100.0% of residents lived in urban areas, while 0.0% lived in rural areas.

There were 1,083 households in Venetian Village, of which 29.2% had children under the age of 18 living in them. Of all households, 52.3% were married-couple households, 19.9% were households with a male householder and no spouse or partner present, and 19.0% were households with a female householder and no spouse or partner present. About 24.5% of all households were made up of individuals and 9.5% had someone living alone who was 65 years of age or older. The average household size was 3.29 and the average family size was 2.73.

The age distribution included 8.2% aged 18 to 24, 27.9% aged 25 to 44, and 29.4% aged 45 to 64.

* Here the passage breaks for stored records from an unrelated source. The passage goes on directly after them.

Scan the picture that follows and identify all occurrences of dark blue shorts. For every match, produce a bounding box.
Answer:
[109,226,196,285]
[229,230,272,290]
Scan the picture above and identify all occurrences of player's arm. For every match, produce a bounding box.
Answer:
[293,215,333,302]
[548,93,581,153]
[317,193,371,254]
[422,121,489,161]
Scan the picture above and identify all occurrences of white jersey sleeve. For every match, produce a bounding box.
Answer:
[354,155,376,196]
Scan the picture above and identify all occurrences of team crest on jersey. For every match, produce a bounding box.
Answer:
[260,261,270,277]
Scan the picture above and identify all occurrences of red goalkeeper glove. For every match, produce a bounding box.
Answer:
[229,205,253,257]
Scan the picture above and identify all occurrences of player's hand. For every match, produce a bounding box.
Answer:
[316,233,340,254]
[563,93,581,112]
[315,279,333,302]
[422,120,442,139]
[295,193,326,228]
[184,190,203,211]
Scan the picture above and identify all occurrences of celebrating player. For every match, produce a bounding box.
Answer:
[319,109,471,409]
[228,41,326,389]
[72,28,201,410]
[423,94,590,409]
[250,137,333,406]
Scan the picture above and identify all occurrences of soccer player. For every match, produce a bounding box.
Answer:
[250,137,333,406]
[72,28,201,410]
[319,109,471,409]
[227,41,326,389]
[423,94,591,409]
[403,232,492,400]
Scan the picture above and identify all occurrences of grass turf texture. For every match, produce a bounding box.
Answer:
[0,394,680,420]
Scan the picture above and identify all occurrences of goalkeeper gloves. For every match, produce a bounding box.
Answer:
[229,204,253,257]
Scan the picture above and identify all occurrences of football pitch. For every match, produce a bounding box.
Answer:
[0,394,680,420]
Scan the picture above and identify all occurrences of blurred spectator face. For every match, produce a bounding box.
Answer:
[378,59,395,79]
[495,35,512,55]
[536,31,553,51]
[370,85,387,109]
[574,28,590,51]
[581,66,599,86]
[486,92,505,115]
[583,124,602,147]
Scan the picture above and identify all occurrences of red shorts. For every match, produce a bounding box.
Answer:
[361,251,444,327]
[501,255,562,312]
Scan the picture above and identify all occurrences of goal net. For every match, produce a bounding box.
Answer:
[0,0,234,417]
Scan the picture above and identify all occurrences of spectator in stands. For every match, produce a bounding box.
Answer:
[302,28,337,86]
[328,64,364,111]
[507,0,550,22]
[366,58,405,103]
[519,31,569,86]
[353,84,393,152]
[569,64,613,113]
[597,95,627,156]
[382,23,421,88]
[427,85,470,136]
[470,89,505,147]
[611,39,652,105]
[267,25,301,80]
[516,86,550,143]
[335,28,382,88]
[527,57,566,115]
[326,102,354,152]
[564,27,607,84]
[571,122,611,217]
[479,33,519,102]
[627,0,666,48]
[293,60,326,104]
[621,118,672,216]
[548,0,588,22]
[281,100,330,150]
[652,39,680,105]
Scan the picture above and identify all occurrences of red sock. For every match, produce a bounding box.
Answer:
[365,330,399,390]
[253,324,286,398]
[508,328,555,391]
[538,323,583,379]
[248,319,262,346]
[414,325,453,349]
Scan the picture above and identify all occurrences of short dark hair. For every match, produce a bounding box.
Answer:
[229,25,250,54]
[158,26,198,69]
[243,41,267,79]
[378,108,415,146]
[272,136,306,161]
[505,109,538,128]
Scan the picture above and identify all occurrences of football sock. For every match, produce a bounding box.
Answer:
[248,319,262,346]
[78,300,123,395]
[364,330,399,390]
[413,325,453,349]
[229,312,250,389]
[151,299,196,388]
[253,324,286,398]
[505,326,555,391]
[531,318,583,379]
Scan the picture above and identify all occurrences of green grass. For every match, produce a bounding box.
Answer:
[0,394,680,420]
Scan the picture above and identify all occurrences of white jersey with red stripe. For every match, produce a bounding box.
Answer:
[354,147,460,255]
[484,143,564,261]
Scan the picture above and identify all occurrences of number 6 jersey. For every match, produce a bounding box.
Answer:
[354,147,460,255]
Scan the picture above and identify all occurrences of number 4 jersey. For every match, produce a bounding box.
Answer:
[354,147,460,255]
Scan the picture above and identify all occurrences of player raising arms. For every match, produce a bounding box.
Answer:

The population density was 1,158.14 PD/sqmi. There were 1,149 housing units at an average density of 481.96 /sqmi, of which 5.7% were vacant. The homeowner vacancy rate was 0.8% and the rental vacancy rate was 4.3%.

===Income and poverty===
The median income for a household in the CDP was $82,631, and the median income for a family was $86,406. Males had a median income of $52,361 versus $29,231 for females. The per capita income for the CDP was $32,825. About 2.2% of families and 1.8% of the population were below the poverty line, including 0.0% of those under age 18 and 4.0% of those age 65 or over.